The price of natural gas rises and falls according to fluctuations in supply and demand.
Limitations of Natural Gas ETFs
Because natural gas ETFs hold futures contracts, they are exposed to a special type of risk called contango. Each month, the manager of the natural gas ETF has to purchase new futures contracts to replace the old contracts that expire. The new contracts tend to have slightly higher prices than the old ones, meaning that each time contracts are replaced, extra costs are incurred by the fund manager. Over time, these small costs can add up to create a large drag on the fund’s overall performance.
For this reason, investors will generally avoid relying on natural gas ETFs as a type of long-term investment vehicle.
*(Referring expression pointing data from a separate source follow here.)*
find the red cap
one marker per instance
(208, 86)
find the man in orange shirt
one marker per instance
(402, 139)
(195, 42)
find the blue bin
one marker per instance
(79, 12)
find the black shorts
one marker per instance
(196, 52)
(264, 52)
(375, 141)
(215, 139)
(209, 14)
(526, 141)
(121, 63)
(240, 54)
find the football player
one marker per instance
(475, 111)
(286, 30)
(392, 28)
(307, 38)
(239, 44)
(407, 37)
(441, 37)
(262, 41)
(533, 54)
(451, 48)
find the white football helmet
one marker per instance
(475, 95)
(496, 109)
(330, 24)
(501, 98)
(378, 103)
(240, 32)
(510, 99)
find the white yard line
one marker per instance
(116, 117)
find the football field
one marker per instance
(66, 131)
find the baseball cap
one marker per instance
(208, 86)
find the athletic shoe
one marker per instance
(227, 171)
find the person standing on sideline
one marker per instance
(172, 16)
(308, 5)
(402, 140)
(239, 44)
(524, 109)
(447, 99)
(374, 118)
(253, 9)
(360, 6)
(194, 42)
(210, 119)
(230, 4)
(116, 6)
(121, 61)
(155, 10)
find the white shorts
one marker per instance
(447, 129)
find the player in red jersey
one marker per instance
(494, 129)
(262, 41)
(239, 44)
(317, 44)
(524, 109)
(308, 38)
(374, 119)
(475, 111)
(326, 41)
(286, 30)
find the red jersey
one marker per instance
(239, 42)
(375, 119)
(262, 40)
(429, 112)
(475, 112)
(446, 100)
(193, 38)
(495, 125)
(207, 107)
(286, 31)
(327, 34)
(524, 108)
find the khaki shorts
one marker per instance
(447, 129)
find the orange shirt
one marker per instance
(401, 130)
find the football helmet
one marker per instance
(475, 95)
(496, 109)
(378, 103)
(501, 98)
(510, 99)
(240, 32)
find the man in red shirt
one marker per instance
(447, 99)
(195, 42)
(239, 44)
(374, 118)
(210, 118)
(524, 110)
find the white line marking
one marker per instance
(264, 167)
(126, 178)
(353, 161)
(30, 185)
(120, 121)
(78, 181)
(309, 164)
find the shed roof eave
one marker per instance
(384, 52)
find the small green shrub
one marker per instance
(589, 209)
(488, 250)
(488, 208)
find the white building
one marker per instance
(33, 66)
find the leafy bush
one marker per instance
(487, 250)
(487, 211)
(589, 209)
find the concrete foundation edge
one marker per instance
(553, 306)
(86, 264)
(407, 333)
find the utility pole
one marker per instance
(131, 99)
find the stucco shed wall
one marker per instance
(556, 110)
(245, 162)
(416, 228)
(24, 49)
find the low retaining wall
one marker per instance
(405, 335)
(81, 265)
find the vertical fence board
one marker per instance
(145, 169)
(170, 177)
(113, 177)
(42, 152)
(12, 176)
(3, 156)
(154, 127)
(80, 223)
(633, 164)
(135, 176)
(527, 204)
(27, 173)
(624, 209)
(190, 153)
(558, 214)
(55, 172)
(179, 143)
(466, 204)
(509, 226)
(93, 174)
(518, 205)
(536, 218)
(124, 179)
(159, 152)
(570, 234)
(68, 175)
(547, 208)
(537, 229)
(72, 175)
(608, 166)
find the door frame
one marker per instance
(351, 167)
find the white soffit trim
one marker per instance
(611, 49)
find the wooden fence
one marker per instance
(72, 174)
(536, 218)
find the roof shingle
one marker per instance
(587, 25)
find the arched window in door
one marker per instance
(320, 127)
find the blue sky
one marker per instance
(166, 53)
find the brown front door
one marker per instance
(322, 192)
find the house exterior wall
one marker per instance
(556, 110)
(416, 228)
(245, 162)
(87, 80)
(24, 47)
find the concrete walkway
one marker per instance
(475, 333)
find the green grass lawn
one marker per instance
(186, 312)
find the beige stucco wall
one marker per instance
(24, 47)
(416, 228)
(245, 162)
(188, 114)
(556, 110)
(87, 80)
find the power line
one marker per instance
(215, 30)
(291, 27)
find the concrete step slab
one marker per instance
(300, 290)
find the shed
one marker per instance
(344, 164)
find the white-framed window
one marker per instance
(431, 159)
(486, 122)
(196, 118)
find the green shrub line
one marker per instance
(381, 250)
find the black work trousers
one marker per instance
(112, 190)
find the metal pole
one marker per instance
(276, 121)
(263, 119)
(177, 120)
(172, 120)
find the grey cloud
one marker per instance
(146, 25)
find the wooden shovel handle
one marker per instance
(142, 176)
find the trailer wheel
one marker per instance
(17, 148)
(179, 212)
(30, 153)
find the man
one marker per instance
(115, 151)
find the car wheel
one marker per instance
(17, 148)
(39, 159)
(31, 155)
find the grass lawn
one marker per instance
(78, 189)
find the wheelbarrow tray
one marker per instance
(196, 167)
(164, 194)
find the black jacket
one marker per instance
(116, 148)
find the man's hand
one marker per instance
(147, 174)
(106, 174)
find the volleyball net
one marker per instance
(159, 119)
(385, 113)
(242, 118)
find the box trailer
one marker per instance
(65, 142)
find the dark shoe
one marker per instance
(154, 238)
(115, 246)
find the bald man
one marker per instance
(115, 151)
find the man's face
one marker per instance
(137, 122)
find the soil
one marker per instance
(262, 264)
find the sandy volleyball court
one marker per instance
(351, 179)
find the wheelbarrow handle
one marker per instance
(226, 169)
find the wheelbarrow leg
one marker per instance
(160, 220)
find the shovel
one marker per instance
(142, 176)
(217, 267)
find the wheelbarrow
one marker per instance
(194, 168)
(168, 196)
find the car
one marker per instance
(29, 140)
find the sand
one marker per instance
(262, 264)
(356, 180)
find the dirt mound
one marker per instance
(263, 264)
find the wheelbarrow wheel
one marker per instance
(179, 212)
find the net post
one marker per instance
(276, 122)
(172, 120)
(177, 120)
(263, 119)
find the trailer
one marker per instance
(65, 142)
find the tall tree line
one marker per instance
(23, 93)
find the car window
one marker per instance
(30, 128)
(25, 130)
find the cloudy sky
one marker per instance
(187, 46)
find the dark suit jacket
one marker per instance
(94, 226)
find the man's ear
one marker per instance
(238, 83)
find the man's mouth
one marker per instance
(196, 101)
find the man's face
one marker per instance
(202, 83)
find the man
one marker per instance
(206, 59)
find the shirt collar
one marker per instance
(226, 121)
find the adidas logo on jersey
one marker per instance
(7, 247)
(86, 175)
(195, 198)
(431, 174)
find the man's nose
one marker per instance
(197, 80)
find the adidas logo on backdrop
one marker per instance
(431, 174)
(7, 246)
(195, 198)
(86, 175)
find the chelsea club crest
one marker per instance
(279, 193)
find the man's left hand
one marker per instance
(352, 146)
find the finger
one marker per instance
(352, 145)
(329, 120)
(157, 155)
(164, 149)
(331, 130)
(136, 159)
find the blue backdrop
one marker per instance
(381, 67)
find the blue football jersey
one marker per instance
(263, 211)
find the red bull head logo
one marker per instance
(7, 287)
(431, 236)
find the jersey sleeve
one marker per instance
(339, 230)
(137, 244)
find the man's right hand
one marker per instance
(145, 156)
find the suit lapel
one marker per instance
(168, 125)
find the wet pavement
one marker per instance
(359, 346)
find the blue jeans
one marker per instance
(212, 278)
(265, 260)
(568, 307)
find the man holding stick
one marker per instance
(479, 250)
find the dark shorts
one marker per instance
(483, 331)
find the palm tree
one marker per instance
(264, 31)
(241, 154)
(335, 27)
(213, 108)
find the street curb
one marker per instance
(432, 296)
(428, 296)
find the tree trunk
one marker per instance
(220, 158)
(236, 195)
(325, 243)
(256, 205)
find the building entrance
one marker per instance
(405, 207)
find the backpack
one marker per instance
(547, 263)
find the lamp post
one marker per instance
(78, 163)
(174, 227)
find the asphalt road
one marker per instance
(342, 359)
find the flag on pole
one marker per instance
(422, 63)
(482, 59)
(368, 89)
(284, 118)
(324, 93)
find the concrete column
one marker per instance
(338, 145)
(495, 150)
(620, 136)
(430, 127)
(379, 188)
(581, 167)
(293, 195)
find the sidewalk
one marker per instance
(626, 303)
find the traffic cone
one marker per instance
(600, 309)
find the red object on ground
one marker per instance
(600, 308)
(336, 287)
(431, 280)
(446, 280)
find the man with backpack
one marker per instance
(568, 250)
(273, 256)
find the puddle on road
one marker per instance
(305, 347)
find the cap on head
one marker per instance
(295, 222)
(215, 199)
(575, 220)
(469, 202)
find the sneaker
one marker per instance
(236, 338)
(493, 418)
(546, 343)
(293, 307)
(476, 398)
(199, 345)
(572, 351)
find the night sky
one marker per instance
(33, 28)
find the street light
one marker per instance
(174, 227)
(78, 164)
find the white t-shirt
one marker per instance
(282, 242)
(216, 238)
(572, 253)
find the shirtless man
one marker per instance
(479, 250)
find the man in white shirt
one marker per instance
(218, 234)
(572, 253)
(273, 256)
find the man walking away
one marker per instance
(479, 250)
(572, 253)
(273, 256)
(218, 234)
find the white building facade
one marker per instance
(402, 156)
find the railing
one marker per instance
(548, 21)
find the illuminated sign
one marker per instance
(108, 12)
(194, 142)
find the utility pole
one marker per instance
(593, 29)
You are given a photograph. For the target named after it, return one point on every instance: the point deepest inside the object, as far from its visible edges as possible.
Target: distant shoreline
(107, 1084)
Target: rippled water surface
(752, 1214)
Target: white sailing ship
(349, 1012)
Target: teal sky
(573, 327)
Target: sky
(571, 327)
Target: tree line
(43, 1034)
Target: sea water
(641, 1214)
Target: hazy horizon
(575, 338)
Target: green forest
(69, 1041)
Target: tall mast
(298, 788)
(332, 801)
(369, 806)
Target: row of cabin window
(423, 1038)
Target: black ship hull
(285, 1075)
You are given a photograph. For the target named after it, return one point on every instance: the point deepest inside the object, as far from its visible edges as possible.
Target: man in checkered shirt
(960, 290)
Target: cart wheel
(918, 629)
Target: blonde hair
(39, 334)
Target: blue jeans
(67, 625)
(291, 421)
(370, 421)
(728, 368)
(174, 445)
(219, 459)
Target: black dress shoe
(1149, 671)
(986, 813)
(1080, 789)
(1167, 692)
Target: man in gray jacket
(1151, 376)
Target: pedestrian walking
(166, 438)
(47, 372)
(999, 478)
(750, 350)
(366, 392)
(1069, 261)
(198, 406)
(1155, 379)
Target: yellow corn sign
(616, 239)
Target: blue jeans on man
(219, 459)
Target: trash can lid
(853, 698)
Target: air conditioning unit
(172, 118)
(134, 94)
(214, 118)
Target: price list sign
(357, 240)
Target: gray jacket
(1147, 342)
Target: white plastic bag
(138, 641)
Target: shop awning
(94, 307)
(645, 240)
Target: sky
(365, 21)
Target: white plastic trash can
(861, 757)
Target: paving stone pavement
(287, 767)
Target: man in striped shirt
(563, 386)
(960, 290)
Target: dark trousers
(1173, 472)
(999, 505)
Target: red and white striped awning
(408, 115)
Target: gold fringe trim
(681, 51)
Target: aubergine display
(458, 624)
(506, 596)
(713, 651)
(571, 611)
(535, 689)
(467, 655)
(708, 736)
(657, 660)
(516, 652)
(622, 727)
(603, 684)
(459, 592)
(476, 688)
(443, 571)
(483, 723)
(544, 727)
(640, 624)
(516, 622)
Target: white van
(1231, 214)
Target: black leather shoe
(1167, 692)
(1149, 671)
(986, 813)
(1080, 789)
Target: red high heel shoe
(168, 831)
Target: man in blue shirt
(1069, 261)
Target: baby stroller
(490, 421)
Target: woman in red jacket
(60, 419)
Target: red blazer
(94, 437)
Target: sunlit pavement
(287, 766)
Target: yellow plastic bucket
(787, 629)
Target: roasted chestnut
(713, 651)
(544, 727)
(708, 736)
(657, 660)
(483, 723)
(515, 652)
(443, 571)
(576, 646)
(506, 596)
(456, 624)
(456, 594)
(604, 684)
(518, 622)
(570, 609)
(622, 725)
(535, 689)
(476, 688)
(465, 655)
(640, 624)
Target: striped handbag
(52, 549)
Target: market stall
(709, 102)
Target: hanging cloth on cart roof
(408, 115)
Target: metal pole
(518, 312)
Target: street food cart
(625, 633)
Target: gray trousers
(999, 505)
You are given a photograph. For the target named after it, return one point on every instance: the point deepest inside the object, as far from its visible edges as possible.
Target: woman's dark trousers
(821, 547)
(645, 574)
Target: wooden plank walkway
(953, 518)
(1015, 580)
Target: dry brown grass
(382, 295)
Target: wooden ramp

Because of contango risk, an investor could incur significant costs from the ongoing roll-over of futures contracts, meaning that even if natural gas prices do rise over their investment period, they might not rise enough to make the overall investment profitable.
Most investors seeking exposure, therefore, use natural gas ETFs mainly as a short-term trading vehicle, so that the costs of contango do not accumulate enough to have a meaningful impact.
There are three natural gas ETFs that trade in the U.S., excluding inverse and leveraged ETFs, as of Aug. 2021.
Example of a Natural Gas ETF
One example of a widely traded natural gas ETF is the United States Natural Gas Fund. This fund is primarily composed of natural gas futures contracts that are set to expire within the next month and trades on the New York Mercantile Exchange (NYMEX) as UNG. Its goal is to reflect the daily changes in percentage terms of the price of natural gas delivered at the Henry Hub, Louisiana, a natural gas pipeline that serves as the official delivery location for futures contracts on the NYMEX.
The United States Natural Gas Fund is very sensitive to fluctuations in natural gas prices, so investors need to watch market prices closely to try to yield a profit. Over the past 20 years, natural gas prices have ranged between a high of $20, reached in the Fall of 2005, to just under $1.7, reached in September of 2020.